Global warming is a severe issue in which the emission of greenhouse gases, especially carbon dioxide (CO2), plays a vital role. Methods that are proposed to mitigate CO2 emissions include improving the energy conversion efficiency of fossil fuels, shifting energy production to low carbon sources, enhancing CO2 uptake by terrestrial and marine biomass and capturing CO2 and storing it deep underground. Of all the methods, carbon capture and storage (CCS) deep underground is the best way to reduce atmospheric greenhouse gases which is often responsible for global warming. One of the major issues faced when storing CO2 in depleted oil or gas reservoirs is its leakage through the injection wells. Ordinary Portland Cement (OPC) based well-cement has been used in these oil and gas wells. OPC, however, has issues such as cement degradation, leakage, strength reduction, and durability reduction when used in down-hole environments. Geopolymer can be a good alternative to OPC because of its excellent acid resistance characteristics, high strength and low shrinkage. In a typical wellbore, wellcement will be exposed to saline water that can have different salinity levels.
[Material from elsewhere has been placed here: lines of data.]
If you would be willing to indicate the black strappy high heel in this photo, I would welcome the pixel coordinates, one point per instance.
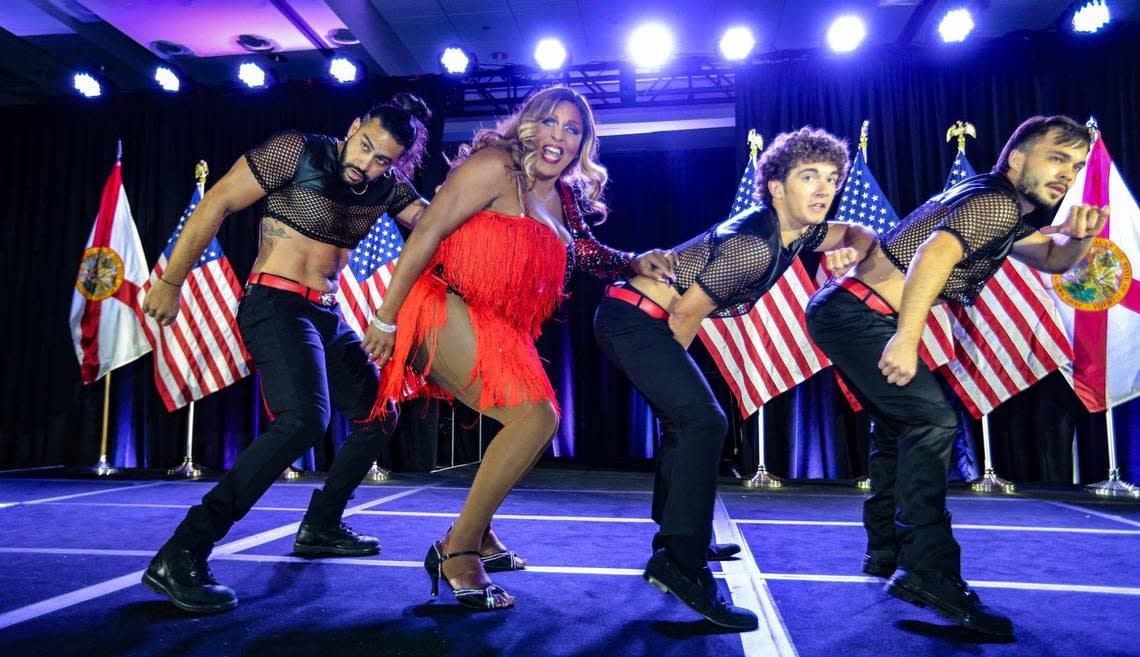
(502, 561)
(474, 598)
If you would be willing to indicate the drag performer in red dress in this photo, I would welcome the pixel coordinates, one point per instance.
(483, 268)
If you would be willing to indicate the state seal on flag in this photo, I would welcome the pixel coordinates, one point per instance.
(100, 273)
(1098, 282)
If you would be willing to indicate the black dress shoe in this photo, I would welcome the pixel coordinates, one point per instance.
(952, 599)
(879, 567)
(722, 551)
(314, 540)
(185, 578)
(698, 591)
(715, 552)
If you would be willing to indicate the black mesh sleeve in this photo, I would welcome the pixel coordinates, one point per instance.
(405, 195)
(980, 220)
(274, 163)
(737, 262)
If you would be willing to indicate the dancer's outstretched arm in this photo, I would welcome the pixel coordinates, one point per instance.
(473, 186)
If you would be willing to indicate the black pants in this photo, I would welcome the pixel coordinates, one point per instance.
(693, 424)
(905, 517)
(309, 359)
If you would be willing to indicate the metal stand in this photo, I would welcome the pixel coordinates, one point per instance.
(762, 479)
(1114, 486)
(479, 459)
(376, 473)
(104, 468)
(990, 481)
(187, 470)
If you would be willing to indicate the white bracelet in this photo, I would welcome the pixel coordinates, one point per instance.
(381, 325)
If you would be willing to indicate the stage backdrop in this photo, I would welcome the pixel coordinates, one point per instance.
(55, 159)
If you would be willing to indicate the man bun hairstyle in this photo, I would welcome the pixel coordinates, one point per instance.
(1034, 128)
(405, 118)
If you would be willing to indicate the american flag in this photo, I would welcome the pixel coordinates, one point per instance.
(765, 351)
(202, 351)
(365, 278)
(863, 202)
(1009, 339)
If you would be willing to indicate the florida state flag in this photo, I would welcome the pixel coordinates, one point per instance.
(105, 309)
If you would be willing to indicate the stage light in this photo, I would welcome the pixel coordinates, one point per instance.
(87, 84)
(550, 54)
(167, 79)
(1091, 17)
(455, 61)
(737, 43)
(955, 25)
(342, 70)
(846, 33)
(251, 74)
(650, 46)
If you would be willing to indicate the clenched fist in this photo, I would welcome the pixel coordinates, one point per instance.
(840, 260)
(163, 301)
(1083, 221)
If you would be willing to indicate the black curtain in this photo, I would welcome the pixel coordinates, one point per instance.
(911, 97)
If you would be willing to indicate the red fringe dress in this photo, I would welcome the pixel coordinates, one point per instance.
(510, 270)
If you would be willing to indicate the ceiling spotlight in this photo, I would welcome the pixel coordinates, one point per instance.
(342, 70)
(87, 84)
(1091, 17)
(455, 61)
(955, 25)
(550, 54)
(651, 46)
(737, 43)
(846, 33)
(252, 75)
(167, 79)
Hence, the main aim of this study was to compare the mechanical behaviours of OPC and geopolymer cement cured in saline water for 7, 28 and 45 days at different salinity levels (0 %, 10 %, 20 %, 30 % and 40 % of NaCl). A series of experiments were conducted to compare the compressive strength and Young's modulus of OPC and geopolymer. It was observed that the compressive strength of OPC based well-cement increases as the salinity level of the brine water is increased up to 10 % NaCl and that it thereafter decreases as the NaCl percentage is further increased. On the other hand, the compressive strength of geopolymer well-cement generally increases as the brine concentration is increased. Based on the findings of this research, it can be concluded that geopolymer as a well-cement can perform better in saline water than OPC based well-cement, and that therefore geopolymer is suitable as a primary well-cement material.